Mieszkańcy Waleńczowa (gm. Opatów) nie mają dostępu do sieci wodociągowej co utrudnia codzienne życie. Chodzi tu o zamieszkujących domy przy ul. Zakrzewskiej. Domagają się oni by gmina w końcu zbudowała sieć wodociągową bo jak sami mówią: ‘Nie chcemy żyć jak w średniowieczu, nie jesteśmy mieszkańcami na końcu świata„
Problemów jest kilka
Przedstawiciel mieszkańców ulicy Zakrzewskiej w Waleńczowie Damian Kłudka, kolejny raz składa petycję do Wójta Gminy Opatów, w której wskazuje na ciągły brak wodociągowej sieci przy tej ulicy. Wielokrotnie podejmowano próby rozmów i argumentacji dotyczące konieczności jej budowy. Jej brak stwarza liczne utrudnienia dla samych mieszkańców. Powodów do budowy jest wiele: brak możliwości pobierania czystej wody pitnej czy zaspakajanie podstawowych potrzeb mieszkańców.
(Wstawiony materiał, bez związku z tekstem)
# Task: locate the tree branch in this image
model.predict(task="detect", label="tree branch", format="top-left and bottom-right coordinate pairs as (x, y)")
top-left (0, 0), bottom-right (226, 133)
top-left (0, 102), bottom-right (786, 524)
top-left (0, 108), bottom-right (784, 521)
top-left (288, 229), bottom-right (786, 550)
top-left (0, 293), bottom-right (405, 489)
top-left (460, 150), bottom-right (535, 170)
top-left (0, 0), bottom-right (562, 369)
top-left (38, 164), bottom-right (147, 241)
W roku poprzednim, w okresie od czerwca aż do stycznia br. brak wody wymagał jej codziennego dowożenia do domów. Co prawda mieszkańcy mają dostęp do przydomowych studni, ale jest ona silnie zanieczyszczona żelazem i widocznym gołym okiem kamieniem. To stwarza kolejny problem – konieczność częstego czyszczenia i wymiany instalacji wodnej w gospodarstwach domowych.
Możliwości
W zasadzie nie innej możliwości, niż budowa sieci wodociągowej przez gminę. Nie ma alternatywy w postaci np. wykopania indywidualnych studni głębinowych w każdym gospodarstwie domowym. Jest to zwyczajnie nie możliwe z punktu widzenia ekonomicznego i racjonalnego. Spowodowane jest to licznymi pokładami rudy żelaza w regionie, które w znacznym stopniu zanieczyszczają wody gruntowe. Do uzyskania wody zdatnej do picia zachodziłaby konieczność wybicia studni głębinowych do głębokości ujęć wody z jakich korzysta gminny wodociąg, a to generuje koszty znacznie wykraczające poza finansowe możliwości poszczególnych gospodarstw.
Co na to Wójt
Mieszkańcy ul. Zakrzewskiej wielokrotnie interweniowali u Wójta gminy Opatów w tej sprawie. Jego liczne zapewnienia dotyczące samego projektu oraz wykonania sieci uśpiły czujność mieszkańców. Jak wielkie było ich zdziwienie, gdy w momencie uchwalania budżetu gminy na rok 2018 okazało się, że po raz kolejny realizacja wodociągu nie została uwzględniona. Argumentem podanym przez wójta była konieczność znalezienie dofinansowania tej inwestycji. Rok 2019 przyniósł odpowiedź, że sieć wodociągowa – jej budowa – jest możliwa jedynie z finansów gminy.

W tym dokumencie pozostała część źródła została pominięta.